Платье из удивительно шедшего ей к лицу нежно-сиреневого шелка они с мамой заказали в Доме Мод. Здесь же мастерица, посоветовавшись с Альбининой мамой, предложила ей сделать искусственный цветок из фиолетового бархата в качестве украшения. И так это было здорово, что она никак не могла дождаться, когда же, наконец, наступит этот выпускной бал. И папа привезет ее, как и обещал, к школе на серой «Волге».
Накануне вечером они собирались в школе, чтобы отрепетировать общее выступление.
Школьную форму уже никто не надевал. Все были новые, яркие, совсем взрослые. Мальчишки надолго обо всем забыли, сидя с гитарами и подбирая аккомпанемент. Оторвать их от этого занятия не представлялось возможным. Альбине казалось, что им просто нравится красоваться с гитарами наперевес, глубокомысленно склоняться и прислушиваться к аккордам, так, слегка наклонив голову набок и превратившись в слух. Гитара — все равно, что конь. Любому парню к лицу.
А девчонки сидели на партах и болтали ногами. И говорили, говорили, говорили. И чувствовали, что жаль, что так скоро придется расставаться.
С утра у Женьки было приподнятое настроение. Когда на что-то решишься, всегда становится легче. Не надо метаться и тратить душевные силы на внутреннюю борьбу. И можно подумать о другом.
Новый костюм к выпускному они с мамой покупать не стали. Зато на работе у сотрудницы купили костюмчик ее сына. Он его не носил. А выбрасывать было жалко. Он действительно выглядел почти как новенький. Серый.
А галстук покупать не стали, попросили напрокат у соседа.
Костюм мама отпарила. Рубашку постирала, и когда Женька все это надел, мама даже руками всплеснула.
— Совсем взрослый сынок стал.
— Ничего? — спросил с надеждой в глазах Женька.
— По-моему, даже очень, — ответила гордая мама.
Да и сама она решила пойти на выпуск в самом своем красивом костюме бордового цвета.
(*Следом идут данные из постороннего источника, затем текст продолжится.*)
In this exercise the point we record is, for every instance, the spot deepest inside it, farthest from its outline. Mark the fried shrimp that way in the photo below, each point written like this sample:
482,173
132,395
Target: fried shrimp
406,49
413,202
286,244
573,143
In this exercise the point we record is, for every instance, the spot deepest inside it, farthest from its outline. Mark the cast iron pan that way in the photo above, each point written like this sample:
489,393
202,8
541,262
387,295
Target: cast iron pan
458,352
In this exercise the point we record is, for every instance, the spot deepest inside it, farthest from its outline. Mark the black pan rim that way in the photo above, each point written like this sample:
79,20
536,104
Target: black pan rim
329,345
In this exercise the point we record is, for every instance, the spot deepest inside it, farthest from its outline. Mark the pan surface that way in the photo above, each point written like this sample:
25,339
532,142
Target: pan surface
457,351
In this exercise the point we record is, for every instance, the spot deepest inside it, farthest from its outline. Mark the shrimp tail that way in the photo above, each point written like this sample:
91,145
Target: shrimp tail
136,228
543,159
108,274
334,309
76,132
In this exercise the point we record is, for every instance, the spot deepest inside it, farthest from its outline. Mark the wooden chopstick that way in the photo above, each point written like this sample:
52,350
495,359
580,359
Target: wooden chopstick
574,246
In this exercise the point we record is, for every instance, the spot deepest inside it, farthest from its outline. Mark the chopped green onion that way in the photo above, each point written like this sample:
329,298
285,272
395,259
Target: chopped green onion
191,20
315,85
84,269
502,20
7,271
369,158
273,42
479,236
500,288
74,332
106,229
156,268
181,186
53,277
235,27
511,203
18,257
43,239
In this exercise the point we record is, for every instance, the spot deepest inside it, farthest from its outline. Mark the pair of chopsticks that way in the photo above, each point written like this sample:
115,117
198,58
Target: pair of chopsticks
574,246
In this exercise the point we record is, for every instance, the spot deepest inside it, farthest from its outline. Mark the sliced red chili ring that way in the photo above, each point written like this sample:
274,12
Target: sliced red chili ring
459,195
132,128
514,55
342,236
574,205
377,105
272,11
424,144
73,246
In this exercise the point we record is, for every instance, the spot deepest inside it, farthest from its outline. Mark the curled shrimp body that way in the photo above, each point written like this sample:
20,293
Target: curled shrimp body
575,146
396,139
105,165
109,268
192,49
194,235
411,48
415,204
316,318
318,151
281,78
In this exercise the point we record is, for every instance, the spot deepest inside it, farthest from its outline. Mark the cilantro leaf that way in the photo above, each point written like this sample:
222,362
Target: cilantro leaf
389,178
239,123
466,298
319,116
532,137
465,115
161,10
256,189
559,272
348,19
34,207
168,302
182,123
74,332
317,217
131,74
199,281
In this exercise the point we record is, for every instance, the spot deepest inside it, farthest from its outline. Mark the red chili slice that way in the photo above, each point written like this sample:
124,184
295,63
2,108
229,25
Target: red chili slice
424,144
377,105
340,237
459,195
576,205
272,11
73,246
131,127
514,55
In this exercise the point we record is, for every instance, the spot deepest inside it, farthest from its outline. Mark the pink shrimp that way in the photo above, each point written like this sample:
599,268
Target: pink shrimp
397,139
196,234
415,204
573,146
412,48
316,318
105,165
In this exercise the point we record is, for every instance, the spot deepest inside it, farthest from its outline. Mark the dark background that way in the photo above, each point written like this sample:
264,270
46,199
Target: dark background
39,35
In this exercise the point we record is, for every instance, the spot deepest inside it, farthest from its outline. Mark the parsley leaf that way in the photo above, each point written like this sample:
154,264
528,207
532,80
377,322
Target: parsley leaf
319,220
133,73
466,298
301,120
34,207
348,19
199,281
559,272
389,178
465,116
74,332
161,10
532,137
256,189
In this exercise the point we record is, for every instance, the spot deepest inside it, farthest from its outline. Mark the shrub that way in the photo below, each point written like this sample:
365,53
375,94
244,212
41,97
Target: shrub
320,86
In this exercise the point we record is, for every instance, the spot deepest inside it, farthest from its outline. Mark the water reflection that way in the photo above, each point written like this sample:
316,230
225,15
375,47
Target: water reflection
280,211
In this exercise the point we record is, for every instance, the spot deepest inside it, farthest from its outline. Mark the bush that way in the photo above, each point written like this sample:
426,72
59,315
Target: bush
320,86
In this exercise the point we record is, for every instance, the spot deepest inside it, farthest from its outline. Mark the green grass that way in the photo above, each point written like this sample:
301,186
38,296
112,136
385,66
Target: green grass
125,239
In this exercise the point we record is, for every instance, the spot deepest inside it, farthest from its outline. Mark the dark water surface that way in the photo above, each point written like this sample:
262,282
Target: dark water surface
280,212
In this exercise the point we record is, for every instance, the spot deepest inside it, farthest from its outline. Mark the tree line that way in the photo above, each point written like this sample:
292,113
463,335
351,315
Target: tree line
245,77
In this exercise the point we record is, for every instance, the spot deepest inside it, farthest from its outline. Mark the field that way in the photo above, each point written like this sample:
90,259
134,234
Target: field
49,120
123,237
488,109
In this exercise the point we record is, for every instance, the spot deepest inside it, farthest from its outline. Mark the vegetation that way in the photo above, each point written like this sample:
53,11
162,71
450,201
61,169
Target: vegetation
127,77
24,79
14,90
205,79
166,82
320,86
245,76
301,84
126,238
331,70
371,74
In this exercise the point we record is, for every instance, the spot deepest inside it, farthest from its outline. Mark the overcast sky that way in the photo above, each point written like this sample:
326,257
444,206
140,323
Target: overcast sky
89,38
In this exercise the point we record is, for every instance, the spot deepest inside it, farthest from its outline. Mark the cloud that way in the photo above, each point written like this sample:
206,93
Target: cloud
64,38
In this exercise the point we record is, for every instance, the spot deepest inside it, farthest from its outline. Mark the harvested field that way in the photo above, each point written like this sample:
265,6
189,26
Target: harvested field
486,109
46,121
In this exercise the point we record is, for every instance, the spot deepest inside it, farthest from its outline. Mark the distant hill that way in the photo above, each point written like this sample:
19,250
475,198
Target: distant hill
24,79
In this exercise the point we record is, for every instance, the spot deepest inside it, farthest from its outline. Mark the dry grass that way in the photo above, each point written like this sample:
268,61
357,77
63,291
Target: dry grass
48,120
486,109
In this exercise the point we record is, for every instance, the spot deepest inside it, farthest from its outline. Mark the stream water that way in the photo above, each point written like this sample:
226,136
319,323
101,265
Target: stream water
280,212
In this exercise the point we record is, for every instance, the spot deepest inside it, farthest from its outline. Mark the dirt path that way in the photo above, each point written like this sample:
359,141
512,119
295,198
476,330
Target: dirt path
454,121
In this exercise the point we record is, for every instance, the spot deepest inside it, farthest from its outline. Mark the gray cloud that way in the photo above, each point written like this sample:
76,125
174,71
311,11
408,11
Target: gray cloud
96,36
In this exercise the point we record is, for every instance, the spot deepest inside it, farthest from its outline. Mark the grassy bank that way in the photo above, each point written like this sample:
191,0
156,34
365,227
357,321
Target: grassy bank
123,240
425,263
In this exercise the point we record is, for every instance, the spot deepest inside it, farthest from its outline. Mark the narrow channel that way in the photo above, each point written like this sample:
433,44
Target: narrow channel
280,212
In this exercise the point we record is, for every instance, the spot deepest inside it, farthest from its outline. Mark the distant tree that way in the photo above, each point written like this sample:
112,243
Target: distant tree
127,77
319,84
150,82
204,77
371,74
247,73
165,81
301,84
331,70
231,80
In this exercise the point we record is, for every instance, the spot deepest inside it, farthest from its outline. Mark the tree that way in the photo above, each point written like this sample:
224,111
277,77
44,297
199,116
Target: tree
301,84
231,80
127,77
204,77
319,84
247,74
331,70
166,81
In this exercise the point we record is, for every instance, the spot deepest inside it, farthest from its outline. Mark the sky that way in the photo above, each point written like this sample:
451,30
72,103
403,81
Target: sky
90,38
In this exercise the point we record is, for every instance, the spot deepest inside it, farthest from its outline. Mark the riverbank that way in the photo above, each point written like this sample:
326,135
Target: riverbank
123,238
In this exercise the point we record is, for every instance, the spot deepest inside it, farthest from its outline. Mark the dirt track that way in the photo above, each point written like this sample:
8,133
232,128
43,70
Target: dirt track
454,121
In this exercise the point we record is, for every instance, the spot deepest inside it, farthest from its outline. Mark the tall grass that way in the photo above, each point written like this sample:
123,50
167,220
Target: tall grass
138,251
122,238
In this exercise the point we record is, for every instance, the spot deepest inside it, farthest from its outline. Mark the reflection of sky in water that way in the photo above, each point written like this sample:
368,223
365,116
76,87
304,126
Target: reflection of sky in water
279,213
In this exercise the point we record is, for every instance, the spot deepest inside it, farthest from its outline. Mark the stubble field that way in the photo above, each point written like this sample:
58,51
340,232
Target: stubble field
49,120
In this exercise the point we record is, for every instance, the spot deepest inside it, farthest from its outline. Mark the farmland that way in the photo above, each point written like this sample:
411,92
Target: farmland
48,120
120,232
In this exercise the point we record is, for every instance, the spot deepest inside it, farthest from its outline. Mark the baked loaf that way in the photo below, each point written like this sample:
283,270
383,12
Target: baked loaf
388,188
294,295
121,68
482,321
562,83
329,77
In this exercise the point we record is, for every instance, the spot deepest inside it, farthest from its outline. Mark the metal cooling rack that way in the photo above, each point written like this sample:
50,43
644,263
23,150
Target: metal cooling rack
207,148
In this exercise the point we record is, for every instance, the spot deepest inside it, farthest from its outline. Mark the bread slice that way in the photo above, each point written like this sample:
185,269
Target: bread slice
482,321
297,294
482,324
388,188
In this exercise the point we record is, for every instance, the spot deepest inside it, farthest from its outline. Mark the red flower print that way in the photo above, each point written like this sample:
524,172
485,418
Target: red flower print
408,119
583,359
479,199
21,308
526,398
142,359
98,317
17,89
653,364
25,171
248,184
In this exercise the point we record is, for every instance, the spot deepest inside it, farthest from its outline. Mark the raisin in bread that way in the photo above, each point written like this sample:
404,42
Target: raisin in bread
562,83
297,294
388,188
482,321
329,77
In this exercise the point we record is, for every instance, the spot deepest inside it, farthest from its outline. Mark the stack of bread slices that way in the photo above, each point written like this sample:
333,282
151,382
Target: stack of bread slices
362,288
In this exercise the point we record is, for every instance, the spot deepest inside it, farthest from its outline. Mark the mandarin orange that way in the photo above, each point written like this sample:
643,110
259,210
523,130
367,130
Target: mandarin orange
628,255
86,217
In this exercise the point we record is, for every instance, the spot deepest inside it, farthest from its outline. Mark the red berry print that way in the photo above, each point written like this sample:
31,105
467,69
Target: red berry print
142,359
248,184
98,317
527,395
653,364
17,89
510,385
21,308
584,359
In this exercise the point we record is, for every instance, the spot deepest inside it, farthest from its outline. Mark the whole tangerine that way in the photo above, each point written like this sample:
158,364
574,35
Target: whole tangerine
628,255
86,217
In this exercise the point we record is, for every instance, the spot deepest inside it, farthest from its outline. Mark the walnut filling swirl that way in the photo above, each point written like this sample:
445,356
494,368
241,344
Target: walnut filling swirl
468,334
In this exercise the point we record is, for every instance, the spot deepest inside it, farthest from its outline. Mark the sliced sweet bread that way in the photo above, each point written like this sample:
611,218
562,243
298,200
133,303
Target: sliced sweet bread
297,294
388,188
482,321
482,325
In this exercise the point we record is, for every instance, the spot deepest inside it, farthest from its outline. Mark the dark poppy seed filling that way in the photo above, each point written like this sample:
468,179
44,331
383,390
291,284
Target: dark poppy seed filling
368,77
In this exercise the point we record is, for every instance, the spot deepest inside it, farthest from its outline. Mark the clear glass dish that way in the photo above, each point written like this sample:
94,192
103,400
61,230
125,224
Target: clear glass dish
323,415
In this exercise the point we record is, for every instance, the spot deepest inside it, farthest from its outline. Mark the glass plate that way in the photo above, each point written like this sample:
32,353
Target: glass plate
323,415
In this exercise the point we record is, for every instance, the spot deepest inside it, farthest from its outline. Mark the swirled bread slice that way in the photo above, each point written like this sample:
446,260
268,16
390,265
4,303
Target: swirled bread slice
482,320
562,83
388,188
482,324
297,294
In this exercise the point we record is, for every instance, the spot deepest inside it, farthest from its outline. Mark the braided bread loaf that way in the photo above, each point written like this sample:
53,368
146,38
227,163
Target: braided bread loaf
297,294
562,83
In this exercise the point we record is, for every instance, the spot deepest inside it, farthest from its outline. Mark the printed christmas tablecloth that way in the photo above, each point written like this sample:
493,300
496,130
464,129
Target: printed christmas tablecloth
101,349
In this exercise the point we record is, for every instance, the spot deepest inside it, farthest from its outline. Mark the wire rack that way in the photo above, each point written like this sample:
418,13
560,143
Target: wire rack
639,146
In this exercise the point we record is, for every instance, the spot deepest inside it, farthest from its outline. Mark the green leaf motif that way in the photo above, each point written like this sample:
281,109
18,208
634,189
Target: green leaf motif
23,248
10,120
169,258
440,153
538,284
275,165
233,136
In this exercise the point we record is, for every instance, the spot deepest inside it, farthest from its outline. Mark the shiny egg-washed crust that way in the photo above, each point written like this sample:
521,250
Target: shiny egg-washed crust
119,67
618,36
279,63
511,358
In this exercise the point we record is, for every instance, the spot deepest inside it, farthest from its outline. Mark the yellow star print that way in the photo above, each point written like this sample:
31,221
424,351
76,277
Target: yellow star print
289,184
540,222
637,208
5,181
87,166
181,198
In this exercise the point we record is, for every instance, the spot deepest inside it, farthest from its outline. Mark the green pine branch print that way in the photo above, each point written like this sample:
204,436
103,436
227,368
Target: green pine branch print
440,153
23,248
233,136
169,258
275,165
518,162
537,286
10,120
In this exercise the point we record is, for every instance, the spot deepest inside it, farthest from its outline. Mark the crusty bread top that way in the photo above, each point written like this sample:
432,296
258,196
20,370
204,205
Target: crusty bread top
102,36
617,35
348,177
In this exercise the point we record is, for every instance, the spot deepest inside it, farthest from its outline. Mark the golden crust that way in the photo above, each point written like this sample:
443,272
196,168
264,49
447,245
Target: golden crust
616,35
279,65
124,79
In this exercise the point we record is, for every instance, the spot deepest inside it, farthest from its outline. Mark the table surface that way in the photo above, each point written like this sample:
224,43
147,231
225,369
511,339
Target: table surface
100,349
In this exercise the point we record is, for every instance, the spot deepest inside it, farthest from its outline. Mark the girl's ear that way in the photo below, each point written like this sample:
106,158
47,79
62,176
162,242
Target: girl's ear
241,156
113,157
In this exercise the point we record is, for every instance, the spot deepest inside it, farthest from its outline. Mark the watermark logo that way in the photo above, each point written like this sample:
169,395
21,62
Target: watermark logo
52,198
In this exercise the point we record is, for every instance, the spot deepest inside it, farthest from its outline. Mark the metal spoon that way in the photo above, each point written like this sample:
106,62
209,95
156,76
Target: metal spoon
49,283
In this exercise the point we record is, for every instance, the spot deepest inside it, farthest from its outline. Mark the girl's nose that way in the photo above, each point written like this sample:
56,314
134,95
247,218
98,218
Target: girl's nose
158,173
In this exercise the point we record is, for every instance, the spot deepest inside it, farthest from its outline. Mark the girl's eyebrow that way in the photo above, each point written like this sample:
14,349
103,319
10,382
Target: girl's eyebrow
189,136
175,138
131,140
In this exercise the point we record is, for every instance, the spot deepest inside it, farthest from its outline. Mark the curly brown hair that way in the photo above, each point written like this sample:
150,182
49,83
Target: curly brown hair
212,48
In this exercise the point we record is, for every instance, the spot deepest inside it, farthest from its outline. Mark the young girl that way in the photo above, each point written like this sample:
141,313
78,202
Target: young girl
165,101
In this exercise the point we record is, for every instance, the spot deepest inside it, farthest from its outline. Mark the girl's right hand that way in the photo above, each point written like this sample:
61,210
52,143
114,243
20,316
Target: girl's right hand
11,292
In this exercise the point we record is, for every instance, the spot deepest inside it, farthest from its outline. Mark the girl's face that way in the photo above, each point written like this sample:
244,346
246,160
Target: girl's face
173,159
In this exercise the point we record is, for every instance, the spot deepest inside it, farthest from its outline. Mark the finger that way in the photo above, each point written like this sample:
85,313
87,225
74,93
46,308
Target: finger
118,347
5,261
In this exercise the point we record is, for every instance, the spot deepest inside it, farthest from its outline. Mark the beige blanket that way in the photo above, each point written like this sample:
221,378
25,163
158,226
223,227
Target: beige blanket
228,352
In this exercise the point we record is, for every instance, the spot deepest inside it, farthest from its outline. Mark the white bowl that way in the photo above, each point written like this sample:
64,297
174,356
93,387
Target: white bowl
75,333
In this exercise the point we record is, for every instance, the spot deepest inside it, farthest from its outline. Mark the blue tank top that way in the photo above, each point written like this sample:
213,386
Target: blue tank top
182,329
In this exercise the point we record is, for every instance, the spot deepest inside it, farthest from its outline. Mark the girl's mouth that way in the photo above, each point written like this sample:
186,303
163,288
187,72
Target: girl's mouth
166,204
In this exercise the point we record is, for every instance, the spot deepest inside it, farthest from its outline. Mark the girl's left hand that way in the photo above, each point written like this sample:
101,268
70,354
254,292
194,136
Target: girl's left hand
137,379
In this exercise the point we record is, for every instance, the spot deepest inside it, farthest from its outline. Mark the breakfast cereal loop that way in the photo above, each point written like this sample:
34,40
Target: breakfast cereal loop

И Женька испугался, что сейчас она подойдет к шкатулке и наденет кольцо. И даже мгновенно придумал изворотливую речь о том, что кольцо это ей совсем не идет и старит.
Но она и не думала его надевать. А когда она вышла из комнаты он хищно кинулся к шкатулке и засунул кольцо во внутренний карман пиджака. Напротив сердца. Кольцо никак не хотело улечься. Мешало и топорщилось на груди. Пришлось положить в карман брюк.
Он вышел из дома раньше мамы. Им нужно было еще репетировать общую песню, слов которой он так и не выучил, просто раскрывал рот. Он шел и при каждом шаге похлопывал себя по карману, потому что ужасно боялся, что потеряется его последняя надежда — кольцо.
Когда в актовом зале им пришлось выходить на сцену и получать аттестаты о среднем образовании, все были уже изрядно смелы. В мальчишеском туалете на третьем этаже по-быстрому разливали белое крепкое. Невский зашел туда, в общем-то, по делу — посмотреть на себя в зеркало и поправить безумно мешающий ему галстук.
Увидев ребят, сидящих на подоконнике, он по привычке сделал вид, что его ничего не касается. Но они были какие-то возбужденные, стали хлопать его по плечу. И Акентьев сделал широкий жест:
— Налейте ему.
И Невскому перепало тоже. Он как-то неожиданно для себя с удовольствием согласился и выпил жадно, не чувствуя вкуса. Минут через пять до него дошло, что с непривычки хватил он, похоже, лишку. Однако, противная тяжесть в груди и щенячье волнение оттого, что только что в коридоре он увидел Альбину, прекрасную, как фея сирени, удивительным образом отпустили. И од с интересом взглянул на бутылку, стоящую на подоконнике. Вот ведь какое лекарство. И как ему раньше в голову не приходило.
А потом все засобирались в зал. И он потянулся за всеми, все еще прислушиваясь к своим восхитительным ощущениям. А когда он оказался на сцене, то его голос легко влился во всеобщий хор. Даже слова он откуда-то вспомнил.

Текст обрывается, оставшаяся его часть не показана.